The 2FA VPN thing is, I think, a consequence of how hard it is to set up VPNs.
Companies share VPN infrastructure between developers (who need relatively
unfettered access) and non-technical staff, because maintaining multiple VPN
configurations is so painful. WireGuard fixes that problem.

This is what I'm talking about when I say that WireGuard is a big deal. The
current situation, with 2FA logins to very powerful VPN connections, is deeply
suboptimal, and is what BeyondCorp was a response to in the first place.
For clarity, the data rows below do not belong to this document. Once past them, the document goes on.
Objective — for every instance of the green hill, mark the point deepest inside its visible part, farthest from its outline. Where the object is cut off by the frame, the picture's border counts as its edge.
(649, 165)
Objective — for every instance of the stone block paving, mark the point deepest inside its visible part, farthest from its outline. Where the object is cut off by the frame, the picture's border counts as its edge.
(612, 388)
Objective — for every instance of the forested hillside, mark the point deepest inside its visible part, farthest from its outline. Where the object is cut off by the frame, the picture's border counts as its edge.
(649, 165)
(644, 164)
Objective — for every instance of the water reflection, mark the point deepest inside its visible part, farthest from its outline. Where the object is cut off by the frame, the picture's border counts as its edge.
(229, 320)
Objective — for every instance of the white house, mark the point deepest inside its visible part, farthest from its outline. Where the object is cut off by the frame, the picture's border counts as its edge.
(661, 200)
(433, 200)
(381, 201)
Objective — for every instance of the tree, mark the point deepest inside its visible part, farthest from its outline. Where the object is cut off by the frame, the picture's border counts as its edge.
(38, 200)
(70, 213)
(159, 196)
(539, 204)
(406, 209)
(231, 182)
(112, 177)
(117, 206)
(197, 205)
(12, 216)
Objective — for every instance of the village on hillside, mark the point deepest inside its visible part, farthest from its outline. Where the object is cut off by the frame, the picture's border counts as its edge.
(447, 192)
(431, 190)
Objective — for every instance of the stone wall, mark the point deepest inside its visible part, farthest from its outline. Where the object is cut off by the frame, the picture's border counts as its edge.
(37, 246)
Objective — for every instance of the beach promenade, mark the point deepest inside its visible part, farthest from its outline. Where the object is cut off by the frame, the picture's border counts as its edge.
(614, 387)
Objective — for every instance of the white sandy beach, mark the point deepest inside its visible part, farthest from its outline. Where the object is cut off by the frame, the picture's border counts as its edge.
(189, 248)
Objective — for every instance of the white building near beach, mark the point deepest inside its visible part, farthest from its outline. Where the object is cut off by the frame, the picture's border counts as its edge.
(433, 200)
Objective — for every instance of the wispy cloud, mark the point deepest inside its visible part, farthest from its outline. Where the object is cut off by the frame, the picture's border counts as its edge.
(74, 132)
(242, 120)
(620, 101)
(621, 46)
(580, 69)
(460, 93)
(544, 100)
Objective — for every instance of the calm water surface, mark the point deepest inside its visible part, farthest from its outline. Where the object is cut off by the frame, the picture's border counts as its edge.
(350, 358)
If I was asked by a client today to design a remote access solution for
customer support people to access an internal admin app, I might try to devise
a site-to-site system (in which case I'd happily use WireGuard) --- deploying
host-based VPN for support staff seems like a nightmare. But even if I
couldn't, what I could do now that WireGuard is available is retain OpenVPN
but drastically ratchet down what it has access to, SAML-ize the admin
applications, and migrate developers to WireGuard environments.

------
gok
> TODO: this should use scutil and be slightly more clever. But for now we
> simply overwrite any _manually set_ DNS servers for all network services.
> This means we get into trouble if the user doesn't actually want DNS via
> DHCP when setting this back to "empty". Because macOS is so horrible to deal
> with here, we'll simply wait for irate users to provide a patch themselves.
> [1]

So the setup script completely deletes all your manual DNS settings without
warning you.

[1] [https://git.zx2c4.com/WireGuard/tree/src/tools/wg-
quick/darw...](https://git.zx2c4.com/WireGuard/tree/src/tools/wg-
quick/darwin.bash?id=a0d5736e11e1e70189393fc8803c2c1500c87d3e)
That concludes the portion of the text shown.